Microbial anaplerotic oil rich in odd-chain saturated fatty acids (OCFA) is then added to the raw milk. The microbial anaplerotic oil is added before pasteurization, before fermentation, before heating, before coagulation with rennet, and/or before separation into skimmed raw milk and cream. Alternatively, the microbial anaplerotic oil is added after pasteurization, after fermentation, after heating, after coagulation with rennet, and/or after separation into skimmed raw milk and cream. In some aspects, the microbial anaplerotic oil is added after heating or pasteurization to prevent degradation of the odd chain fatty acids during the periods of increased temperature.


OCFA-Enhanced Milk

After defatting the raw animal milk, the defatted raw milk is pasteurized and the microbial anaplerotic oil is then added to prepare skim milk, lowfat milk, or whole milk in which even-chain saturated fatty acids (e.g., octadecanoic (C18:0) acid) has been removed and odd-chain saturated fatty acids (e.g., tridecanoic (C13:0) acid, pentadecanoic (C15:0) acid, and/or heptadecanoic (C17:0) acid) have been added. The defatted, pasteurized milk can also be further processed to prepare condensed or evaporated milk or powdered milk, and the microbial anaplerotic oil is added to the final product after the removal of excess water.

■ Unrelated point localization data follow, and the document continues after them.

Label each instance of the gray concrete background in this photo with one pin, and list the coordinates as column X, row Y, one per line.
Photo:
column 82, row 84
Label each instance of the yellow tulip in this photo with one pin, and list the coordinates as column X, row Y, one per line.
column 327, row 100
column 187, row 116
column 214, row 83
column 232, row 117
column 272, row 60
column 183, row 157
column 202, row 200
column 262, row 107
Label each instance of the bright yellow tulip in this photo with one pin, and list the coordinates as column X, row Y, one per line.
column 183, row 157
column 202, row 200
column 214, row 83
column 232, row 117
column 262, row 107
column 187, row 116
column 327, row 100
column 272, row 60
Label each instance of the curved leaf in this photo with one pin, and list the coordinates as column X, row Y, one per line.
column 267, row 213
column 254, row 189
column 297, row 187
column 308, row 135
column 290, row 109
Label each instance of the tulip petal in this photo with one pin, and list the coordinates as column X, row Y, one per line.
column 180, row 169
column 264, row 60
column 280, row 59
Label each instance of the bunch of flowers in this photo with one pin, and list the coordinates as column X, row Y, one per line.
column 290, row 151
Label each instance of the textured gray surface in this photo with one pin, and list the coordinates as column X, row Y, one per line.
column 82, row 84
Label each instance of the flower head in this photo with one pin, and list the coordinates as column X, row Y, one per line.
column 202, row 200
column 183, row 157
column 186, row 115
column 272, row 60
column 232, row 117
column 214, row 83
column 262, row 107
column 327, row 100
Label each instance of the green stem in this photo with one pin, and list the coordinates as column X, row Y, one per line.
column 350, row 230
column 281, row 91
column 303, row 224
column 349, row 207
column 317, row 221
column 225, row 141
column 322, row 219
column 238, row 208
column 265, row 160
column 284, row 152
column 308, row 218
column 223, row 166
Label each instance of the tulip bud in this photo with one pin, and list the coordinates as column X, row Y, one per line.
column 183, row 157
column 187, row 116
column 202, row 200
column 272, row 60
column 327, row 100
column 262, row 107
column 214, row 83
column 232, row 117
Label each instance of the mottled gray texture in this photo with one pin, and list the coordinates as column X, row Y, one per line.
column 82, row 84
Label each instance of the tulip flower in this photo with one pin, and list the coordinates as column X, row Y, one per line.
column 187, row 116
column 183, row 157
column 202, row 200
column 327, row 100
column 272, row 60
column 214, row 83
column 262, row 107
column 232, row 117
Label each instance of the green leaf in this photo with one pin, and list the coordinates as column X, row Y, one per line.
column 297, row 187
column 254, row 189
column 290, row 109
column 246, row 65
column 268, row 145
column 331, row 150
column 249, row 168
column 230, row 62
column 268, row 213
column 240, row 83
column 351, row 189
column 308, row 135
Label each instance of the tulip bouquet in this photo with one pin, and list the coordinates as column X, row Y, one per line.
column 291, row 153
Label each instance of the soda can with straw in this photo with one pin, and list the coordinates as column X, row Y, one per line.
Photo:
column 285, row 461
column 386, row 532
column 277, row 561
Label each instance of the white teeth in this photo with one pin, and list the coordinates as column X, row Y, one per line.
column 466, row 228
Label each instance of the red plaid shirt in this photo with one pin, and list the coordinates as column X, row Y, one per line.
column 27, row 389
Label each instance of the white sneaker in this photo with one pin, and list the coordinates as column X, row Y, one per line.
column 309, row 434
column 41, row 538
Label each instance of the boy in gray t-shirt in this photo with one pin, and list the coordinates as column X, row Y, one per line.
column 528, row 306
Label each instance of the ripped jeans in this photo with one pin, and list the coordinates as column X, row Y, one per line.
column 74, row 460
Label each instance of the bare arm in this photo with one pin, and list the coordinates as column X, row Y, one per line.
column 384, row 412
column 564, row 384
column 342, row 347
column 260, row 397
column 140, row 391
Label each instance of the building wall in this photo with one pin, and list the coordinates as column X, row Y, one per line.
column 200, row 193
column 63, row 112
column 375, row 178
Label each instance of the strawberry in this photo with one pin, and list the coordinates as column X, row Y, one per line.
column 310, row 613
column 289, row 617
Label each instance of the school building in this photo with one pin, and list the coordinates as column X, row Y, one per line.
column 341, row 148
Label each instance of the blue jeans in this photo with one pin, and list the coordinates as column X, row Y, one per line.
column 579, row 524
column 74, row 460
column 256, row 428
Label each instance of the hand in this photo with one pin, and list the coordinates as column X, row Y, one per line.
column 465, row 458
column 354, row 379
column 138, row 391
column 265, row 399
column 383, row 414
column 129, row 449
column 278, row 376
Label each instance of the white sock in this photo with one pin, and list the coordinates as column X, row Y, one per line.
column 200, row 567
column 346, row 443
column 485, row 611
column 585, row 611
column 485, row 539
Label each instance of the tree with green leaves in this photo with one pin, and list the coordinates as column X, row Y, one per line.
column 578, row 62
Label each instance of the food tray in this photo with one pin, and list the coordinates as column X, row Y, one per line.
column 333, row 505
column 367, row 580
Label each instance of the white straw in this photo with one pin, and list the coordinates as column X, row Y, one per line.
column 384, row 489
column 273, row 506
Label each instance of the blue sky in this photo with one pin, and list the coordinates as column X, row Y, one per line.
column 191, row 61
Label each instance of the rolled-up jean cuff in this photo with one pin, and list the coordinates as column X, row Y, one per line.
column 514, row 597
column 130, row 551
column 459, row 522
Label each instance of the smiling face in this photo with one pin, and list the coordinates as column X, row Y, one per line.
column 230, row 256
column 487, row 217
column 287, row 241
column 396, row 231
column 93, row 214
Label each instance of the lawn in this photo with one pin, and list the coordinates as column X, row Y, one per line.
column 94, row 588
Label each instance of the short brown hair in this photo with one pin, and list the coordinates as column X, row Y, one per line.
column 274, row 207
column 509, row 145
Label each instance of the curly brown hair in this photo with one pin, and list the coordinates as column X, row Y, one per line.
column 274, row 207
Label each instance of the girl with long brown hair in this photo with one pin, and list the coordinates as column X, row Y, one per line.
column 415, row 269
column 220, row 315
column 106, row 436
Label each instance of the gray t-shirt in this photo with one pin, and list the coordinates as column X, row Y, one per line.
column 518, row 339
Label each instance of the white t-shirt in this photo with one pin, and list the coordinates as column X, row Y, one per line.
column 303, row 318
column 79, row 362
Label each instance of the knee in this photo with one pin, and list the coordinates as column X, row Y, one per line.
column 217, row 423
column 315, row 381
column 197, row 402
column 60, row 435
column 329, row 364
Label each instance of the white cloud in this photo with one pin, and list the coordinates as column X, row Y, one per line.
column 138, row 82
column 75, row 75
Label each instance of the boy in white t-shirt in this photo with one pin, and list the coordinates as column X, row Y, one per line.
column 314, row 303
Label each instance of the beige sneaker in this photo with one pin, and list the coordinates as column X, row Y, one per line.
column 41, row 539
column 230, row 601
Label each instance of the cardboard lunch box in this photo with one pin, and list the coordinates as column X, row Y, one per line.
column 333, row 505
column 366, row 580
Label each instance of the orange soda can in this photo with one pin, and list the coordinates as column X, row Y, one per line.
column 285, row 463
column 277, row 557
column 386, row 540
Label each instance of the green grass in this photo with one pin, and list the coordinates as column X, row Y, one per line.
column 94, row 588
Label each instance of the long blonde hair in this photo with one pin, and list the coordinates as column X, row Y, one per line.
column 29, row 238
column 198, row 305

In other aspects, the defatted raw milk is subjected to other methods of removing microorganisms (e.g., UHT, filtration, etc.) and microbial anaplerotic oil is then added to produce extended shelf-life milk (ESL), UHT milk, or sterilized milk.


OCFA-Enhanced Cream and Butter Products

The defatted raw milk is allowed to separate into cream and skimmed raw milk, and the resulting cream is pasteurized. At this point, the microbial anaplerotic oil can be blended into the pasteurized cream, which is then further processed to make half and half, table cream, whipping cream, or double cream.


In some implementations, the table cream is then used to prepare sweet cream butter, clarified butter, butterfat, or mild cultured butter. The defatted, pasteurized cream to which microbial anaplerotic oil has been added can also be used to prepare ice cream (not shown in FIG. 2).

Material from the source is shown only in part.